I am simply offering a reason for why many decks in this format skew blue. Force of Will is the biggest reason, followed by Brainstorm. Most competitive Legacy players choose decks that they feel are the best for a tournament, and those decks often contain a blue shell. If you don't agree that people choose decks based on their perceived power, why would you say people choose blue decks so often?

Brainstorm is the biggest reason to play blue, not Force Of Will. Also, it's more about consistency than about power. If it was about power, people would be playing decks like SI or Belcher all the time. These are decks so powerful that they just completely blow out certain archetypes. Yet they're not near as consistent as a blue deck with mostly close to even matchups. Like it has been said before, Brainstorm gives you more control over your draws, thus letting you set up your games much better. If you manage to pretty much play the same game all the time you have huge advantage in that you can plan your plays accordingly. It's also a nice bonus for sideboarded games, but I don't want to start a discussion about mulligan decisions here.

ESG
08-28-2011, 08:08 PM
@ Jona: I feel Force of Will should have been designed so that its pitch ability was only available in the first two turns and after that you'd have to actually pay mana to cast it. But it exists in its present state, so we have to deal with what is.
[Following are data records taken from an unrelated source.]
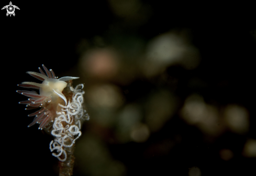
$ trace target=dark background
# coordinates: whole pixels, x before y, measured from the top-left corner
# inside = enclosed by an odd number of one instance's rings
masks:
[[[120,99],[115,102],[120,105],[104,107],[97,102],[92,105],[94,98],[85,95],[91,119],[83,124],[84,137],[77,142],[74,175],[197,175],[189,172],[193,167],[202,175],[255,175],[256,148],[254,154],[244,154],[247,141],[256,139],[252,5],[162,1],[12,3],[20,9],[15,17],[6,17],[5,9],[0,14],[3,171],[58,175],[58,159],[49,149],[51,136],[36,125],[27,128],[32,119],[18,104],[25,97],[15,92],[23,89],[17,84],[37,81],[26,71],[37,71],[44,64],[59,78],[80,77],[74,84],[85,83],[86,94],[94,88],[105,92],[107,87]],[[2,1],[1,6],[8,4]],[[188,69],[179,62],[168,62],[153,74],[141,73],[153,39],[165,34],[183,36],[184,31],[188,34],[182,39],[199,51],[199,64]],[[113,60],[118,63],[117,71],[106,77],[90,71],[86,54],[109,48],[118,56]],[[89,63],[84,69],[84,58]],[[175,97],[170,101],[175,106],[161,128],[151,130],[148,102],[161,91]],[[218,134],[207,133],[182,117],[186,99],[195,94],[217,109],[220,124],[216,125],[224,127]],[[127,105],[139,109],[138,123],[148,127],[150,134],[144,141],[120,139],[119,115]],[[229,105],[247,112],[249,125],[245,132],[232,130],[225,123],[223,112]],[[154,113],[159,110],[157,107]],[[112,121],[104,123],[110,117]],[[223,149],[231,154],[221,154]]]

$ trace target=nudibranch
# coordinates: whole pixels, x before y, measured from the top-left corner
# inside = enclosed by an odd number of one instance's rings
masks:
[[[39,123],[39,129],[41,130],[47,126],[57,117],[56,111],[59,108],[59,104],[64,104],[66,106],[66,98],[62,92],[66,87],[68,83],[65,81],[79,78],[65,77],[58,79],[52,69],[48,70],[43,65],[42,66],[46,74],[40,67],[39,69],[41,73],[32,71],[26,72],[32,77],[42,81],[41,84],[34,82],[23,82],[21,84],[17,85],[22,87],[39,90],[39,94],[35,91],[16,91],[30,98],[27,100],[19,102],[19,104],[27,105],[26,110],[41,108],[38,111],[28,115],[29,117],[35,117],[32,123],[28,126],[30,127],[36,123]]]

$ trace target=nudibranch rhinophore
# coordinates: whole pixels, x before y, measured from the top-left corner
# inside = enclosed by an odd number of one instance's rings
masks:
[[[22,87],[33,88],[39,90],[39,94],[35,91],[17,91],[16,92],[31,98],[27,100],[19,102],[21,104],[27,105],[26,110],[32,109],[40,107],[41,108],[28,115],[29,117],[36,116],[28,127],[31,127],[36,123],[39,123],[39,129],[42,129],[46,127],[50,122],[53,121],[57,115],[56,111],[59,104],[66,106],[67,101],[65,96],[62,93],[63,89],[66,87],[67,83],[65,81],[79,79],[79,77],[65,77],[58,79],[55,76],[54,72],[52,69],[50,71],[43,65],[42,65],[44,72],[39,67],[41,73],[27,71],[27,73],[35,77],[40,81],[42,83],[37,83],[34,82],[23,82],[18,84]]]

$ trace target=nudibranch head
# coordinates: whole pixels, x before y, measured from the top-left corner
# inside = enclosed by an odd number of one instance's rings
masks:
[[[39,110],[32,113],[28,116],[36,116],[28,127],[36,123],[40,123],[39,129],[42,129],[50,122],[52,121],[57,117],[56,111],[58,108],[59,104],[66,105],[67,101],[63,94],[63,89],[66,87],[65,81],[78,79],[78,77],[62,77],[58,79],[52,70],[48,69],[42,65],[44,72],[39,67],[41,73],[27,71],[26,73],[39,80],[43,81],[42,83],[33,82],[23,82],[18,86],[25,88],[33,88],[39,90],[39,94],[35,91],[17,91],[22,95],[28,96],[27,100],[21,101],[19,104],[26,104],[27,108],[26,110],[41,108]]]

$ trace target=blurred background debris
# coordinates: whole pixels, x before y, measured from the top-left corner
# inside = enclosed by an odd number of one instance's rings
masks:
[[[10,173],[58,175],[51,136],[27,128],[32,119],[15,92],[37,81],[25,72],[43,64],[84,83],[90,120],[76,143],[74,175],[256,175],[255,6],[37,3],[16,2],[15,17],[0,15]]]

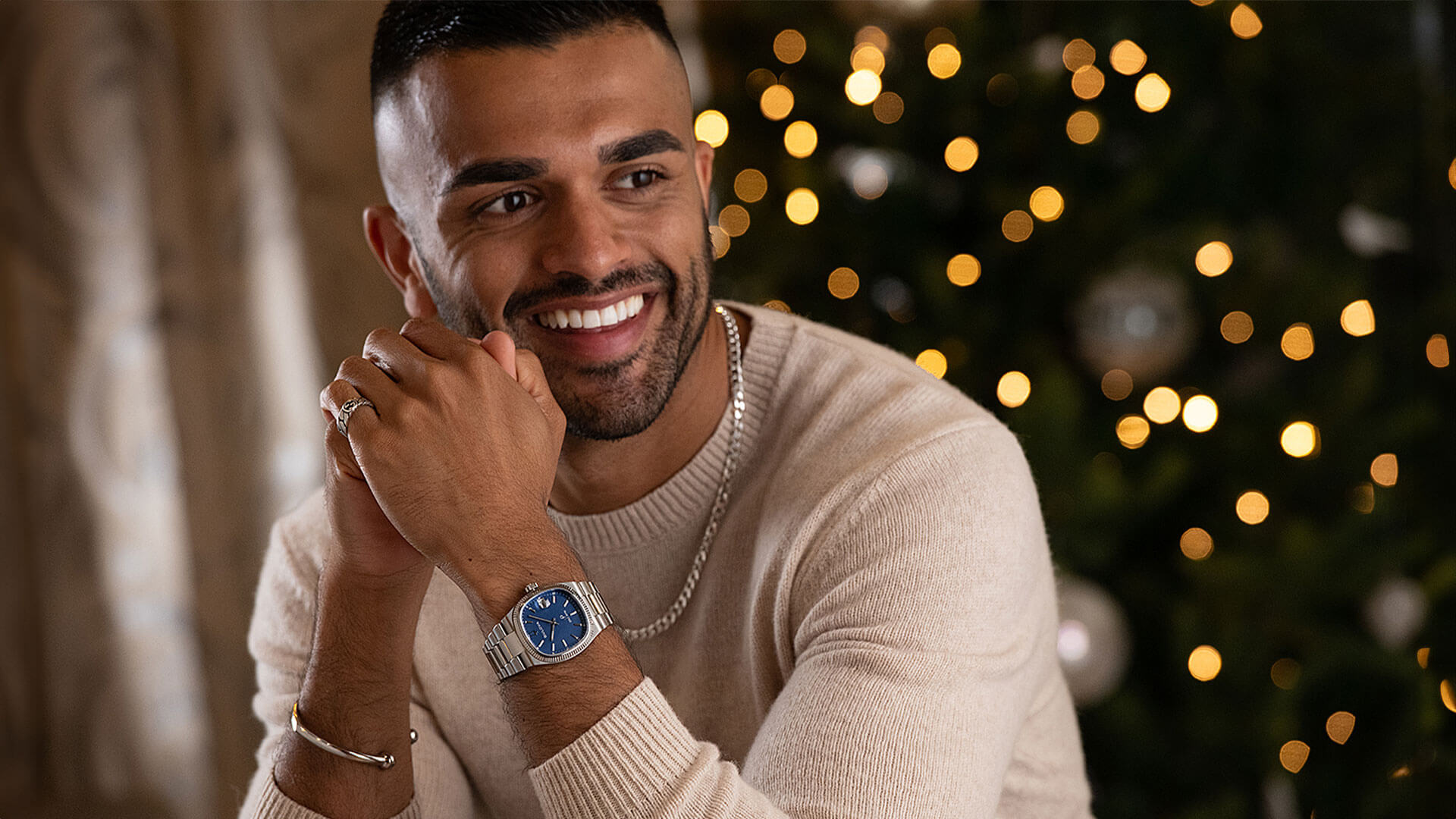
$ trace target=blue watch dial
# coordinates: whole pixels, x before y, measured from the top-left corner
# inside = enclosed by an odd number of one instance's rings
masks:
[[[521,632],[537,651],[555,657],[587,637],[587,615],[569,593],[547,589],[521,608]]]

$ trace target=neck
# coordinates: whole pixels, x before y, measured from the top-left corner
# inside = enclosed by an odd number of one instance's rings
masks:
[[[738,312],[734,318],[747,348],[748,319]],[[713,313],[667,407],[646,430],[607,442],[566,436],[552,507],[566,514],[612,512],[667,482],[718,428],[728,407],[728,334]]]

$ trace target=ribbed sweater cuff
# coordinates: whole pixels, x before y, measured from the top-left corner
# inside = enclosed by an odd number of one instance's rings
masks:
[[[587,733],[530,771],[547,819],[641,813],[692,767],[697,740],[651,678]]]
[[[272,777],[268,777],[262,794],[258,796],[258,807],[253,810],[253,816],[266,819],[329,819],[288,799],[288,794],[278,790],[278,783]],[[416,793],[411,797],[409,804],[392,819],[422,819],[419,815],[419,794]]]

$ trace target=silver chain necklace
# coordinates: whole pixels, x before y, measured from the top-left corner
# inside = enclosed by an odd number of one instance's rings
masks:
[[[678,615],[683,614],[683,609],[687,608],[687,600],[693,599],[693,590],[697,589],[697,577],[703,573],[703,563],[708,561],[708,546],[713,544],[713,535],[718,533],[718,523],[724,517],[724,510],[728,509],[728,490],[732,484],[734,469],[738,468],[738,444],[743,442],[743,415],[748,408],[743,399],[743,341],[738,338],[738,322],[734,321],[732,313],[722,305],[713,305],[713,310],[722,316],[724,329],[728,331],[728,380],[732,389],[732,434],[728,439],[728,455],[724,458],[722,478],[718,479],[718,497],[713,500],[713,510],[708,516],[708,528],[703,529],[703,542],[697,546],[697,555],[693,557],[693,568],[687,571],[687,580],[683,583],[681,593],[662,612],[662,616],[642,628],[622,628],[622,637],[633,643],[649,640],[671,628],[677,622]]]

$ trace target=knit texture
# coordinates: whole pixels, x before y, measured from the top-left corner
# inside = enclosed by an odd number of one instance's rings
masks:
[[[415,638],[415,818],[1083,818],[1035,485],[992,414],[903,356],[773,310],[744,350],[743,455],[646,679],[534,769],[483,635],[435,573]],[[601,514],[552,512],[619,624],[671,605],[728,450]],[[630,446],[625,442],[622,446]],[[243,816],[313,818],[272,758],[313,637],[322,494],[274,529],[249,647],[268,727]],[[530,672],[527,672],[530,673]]]

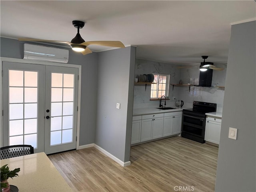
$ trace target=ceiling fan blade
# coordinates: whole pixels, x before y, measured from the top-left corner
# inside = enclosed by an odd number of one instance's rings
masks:
[[[89,45],[102,45],[108,47],[120,47],[124,48],[125,47],[123,43],[118,41],[87,41],[81,43],[83,45],[88,46]]]
[[[18,39],[21,41],[39,41],[42,42],[52,42],[56,43],[65,43],[70,45],[71,43],[68,41],[54,41],[52,40],[46,40],[44,39],[32,39],[30,38],[20,38]]]
[[[89,53],[92,53],[92,52],[89,48],[86,47],[84,51],[83,51],[81,52],[83,54],[83,55],[85,55],[87,54],[89,54]]]
[[[181,66],[180,67],[177,67],[177,68],[190,68],[192,67],[197,67],[198,68],[199,67],[198,66]]]
[[[203,65],[203,66],[202,66],[202,67],[216,67],[215,66],[214,66],[213,65],[211,65],[210,64],[208,64],[207,65]]]
[[[222,71],[224,69],[224,68],[219,68],[218,67],[208,67],[208,68],[209,69],[213,69],[214,70],[217,70],[218,71]]]

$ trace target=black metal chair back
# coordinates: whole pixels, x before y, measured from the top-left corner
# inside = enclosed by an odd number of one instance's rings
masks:
[[[6,146],[0,148],[0,159],[34,154],[34,147],[30,145]]]

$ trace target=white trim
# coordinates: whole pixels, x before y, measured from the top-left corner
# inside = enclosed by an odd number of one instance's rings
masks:
[[[131,162],[130,161],[124,162],[96,144],[94,144],[94,147],[99,151],[105,154],[108,157],[110,157],[111,159],[122,166],[123,167],[125,167],[126,166],[128,166],[131,164]]]
[[[93,147],[94,146],[95,144],[94,143],[91,143],[90,144],[88,144],[87,145],[81,145],[78,146],[76,148],[77,150],[80,150],[80,149],[86,149],[86,148],[89,148],[90,147]]]
[[[2,114],[3,110],[2,99],[2,80],[3,77],[2,76],[2,62],[6,61],[9,62],[13,62],[21,63],[28,63],[31,64],[41,64],[44,65],[50,65],[52,66],[59,66],[61,67],[69,67],[74,68],[78,68],[79,79],[78,81],[78,101],[77,106],[78,107],[78,110],[77,112],[77,123],[76,124],[76,136],[77,140],[76,141],[76,148],[79,146],[79,136],[80,133],[80,108],[81,108],[81,80],[82,66],[79,65],[74,65],[73,64],[68,64],[67,63],[58,63],[53,62],[48,62],[45,61],[40,61],[36,60],[24,60],[22,59],[17,59],[15,58],[10,58],[8,57],[0,57],[0,132],[2,133],[3,131],[3,116]],[[0,146],[2,146],[3,143],[3,134],[1,134],[0,136]]]
[[[237,24],[240,24],[241,23],[246,23],[247,22],[250,22],[250,21],[256,21],[256,18],[251,18],[250,19],[246,19],[245,20],[243,20],[242,21],[237,21],[236,22],[234,22],[233,23],[230,23],[231,25],[236,25]]]
[[[79,147],[79,138],[80,136],[80,114],[81,109],[81,80],[82,79],[82,66],[78,68],[78,84],[77,97],[77,122],[76,123],[76,148]]]

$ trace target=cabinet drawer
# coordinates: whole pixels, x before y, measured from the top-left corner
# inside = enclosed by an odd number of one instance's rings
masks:
[[[219,123],[221,123],[221,119],[220,118],[218,118],[216,117],[207,117],[207,121],[214,121],[215,122],[218,122]]]
[[[157,113],[156,114],[150,114],[149,115],[142,115],[142,119],[151,119],[158,117],[163,117],[164,113]]]
[[[132,116],[132,120],[136,121],[137,120],[141,120],[141,115],[136,115]]]
[[[181,115],[182,114],[182,111],[177,111],[176,112],[169,112],[168,113],[164,113],[164,117],[176,116],[176,115]]]

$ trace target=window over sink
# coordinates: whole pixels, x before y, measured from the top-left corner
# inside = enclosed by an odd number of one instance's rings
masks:
[[[162,96],[169,97],[170,75],[153,73],[154,80],[151,84],[151,99],[159,99]]]

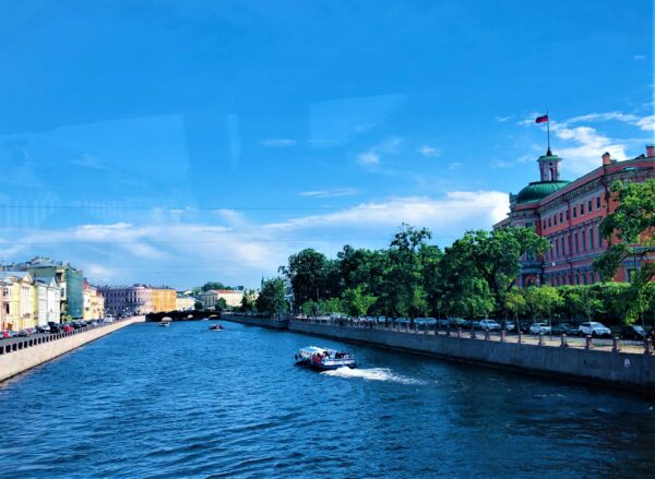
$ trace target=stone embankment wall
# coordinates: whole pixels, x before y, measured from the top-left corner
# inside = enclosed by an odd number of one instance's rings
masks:
[[[655,395],[655,356],[291,321],[289,330]]]
[[[563,380],[634,391],[655,396],[655,355],[573,347],[538,346],[472,339],[445,334],[357,327],[302,321],[231,316],[226,320],[350,343],[429,355],[449,360],[481,363]]]
[[[223,314],[221,318],[225,321],[235,323],[250,324],[252,326],[269,327],[271,330],[288,330],[289,320],[272,320],[270,318],[241,316],[238,314]]]
[[[13,378],[16,374],[43,364],[58,356],[66,355],[80,346],[84,346],[87,343],[111,334],[115,331],[134,323],[142,323],[143,321],[143,316],[134,316],[84,332],[41,336],[35,338],[32,345],[29,345],[29,342],[23,342],[22,348],[17,350],[11,350],[11,347],[5,346],[0,342],[0,381]]]

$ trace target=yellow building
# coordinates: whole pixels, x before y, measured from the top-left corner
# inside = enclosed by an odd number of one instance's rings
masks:
[[[193,311],[195,309],[195,299],[191,296],[178,295],[175,298],[176,311]]]
[[[84,320],[99,320],[105,318],[105,298],[98,292],[95,286],[91,286],[86,279],[84,279]]]
[[[168,312],[175,311],[176,308],[176,296],[175,289],[169,288],[153,288],[153,312]]]
[[[35,327],[34,282],[29,273],[2,272],[0,279],[5,283],[4,327],[12,331]]]

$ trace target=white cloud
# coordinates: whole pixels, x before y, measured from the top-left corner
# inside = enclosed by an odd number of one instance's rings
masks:
[[[395,155],[400,151],[403,139],[400,136],[390,136],[382,143],[372,146],[368,152],[364,152],[357,155],[357,163],[364,166],[372,166],[380,164],[380,154],[392,154]]]
[[[644,131],[655,131],[655,115],[640,118],[636,120],[636,125]]]
[[[296,140],[289,140],[289,139],[262,140],[260,142],[260,144],[262,144],[264,146],[273,146],[273,147],[294,146],[296,144]]]
[[[436,147],[430,146],[430,145],[421,145],[417,148],[417,152],[420,153],[425,157],[441,155],[441,151],[439,151]]]
[[[373,152],[360,153],[357,155],[357,163],[360,165],[379,165],[380,155]]]
[[[443,199],[403,196],[383,202],[362,203],[335,213],[293,218],[269,224],[266,229],[297,230],[306,228],[393,228],[401,223],[426,226],[448,232],[457,228],[489,227],[504,218],[509,211],[507,193],[498,191],[455,191]]]
[[[299,196],[310,197],[340,197],[340,196],[353,196],[359,194],[360,191],[355,188],[334,188],[332,190],[315,190],[315,191],[302,191],[298,193]]]

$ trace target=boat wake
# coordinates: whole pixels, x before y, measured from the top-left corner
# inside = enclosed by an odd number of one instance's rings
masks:
[[[416,380],[414,378],[407,378],[400,374],[395,374],[389,368],[370,368],[370,369],[350,369],[340,368],[332,371],[323,371],[321,374],[331,375],[335,378],[359,378],[368,381],[389,381],[401,384],[426,384],[425,381]]]

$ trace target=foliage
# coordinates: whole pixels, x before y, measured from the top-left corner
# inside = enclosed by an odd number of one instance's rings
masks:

What I meant with my life gain comment was that in the early game when players have a lot of life, the life points are comparatively less valuable and thus are freely traded for other resources: Mental Misstep, Dark Confidant, Sylvan Library, Bitterblossom, Thoughtseize, etc. Life gain is still relevant; it's just less relevant at that point in the game. It becomes more relevant later in the game when you have board control but are at risk of being burned out, or when you are swinging in with the potential of your opponent making a lethal counterattack.

As far as Stoneforge, that card was barely played until Batterskull was printed. Life gain obviously makes Batterskull better, but people aren't playing it primarily for the life gain aspect; they're playing it because it's a large creature they can put into play for free, and it can protect itself and can boost other creatures when the germ token is finally dealt with. It also makes Standstill better.

Yes, other colors get card draw, although blue is going to receive more card-drawing spells based on the color wheel. With Jace, you gain a net of +1 every time you use the Brainstorm ability. If Jace had been a different color, you would not have been able to do this, or it would have had some large drawback attached to it.

I am not saying that every deck needs Force of Will in order to be competitive, but many decks adopt Force of Will and do very well with it. Obviously, some decks can't support the card. Adding a blue shell to a deck in order to support Force of Will is a common debate in these forums, whether rightly or wrongly.

A Turn 2 Knight of the Reliquary backed up by a Force of Will is great, but it doesn't compare at all to a Turn 2 Jin-Gitaxias backed up by a Force of Will (or often just a Misstep). You have to kill Jin immediately, or the 10- or 12-card swing between your hand and your opponent's hand is going to seal your doom.

I agree that Brainstorm is extremely powerful with the amount of library manipulation that exists in this format.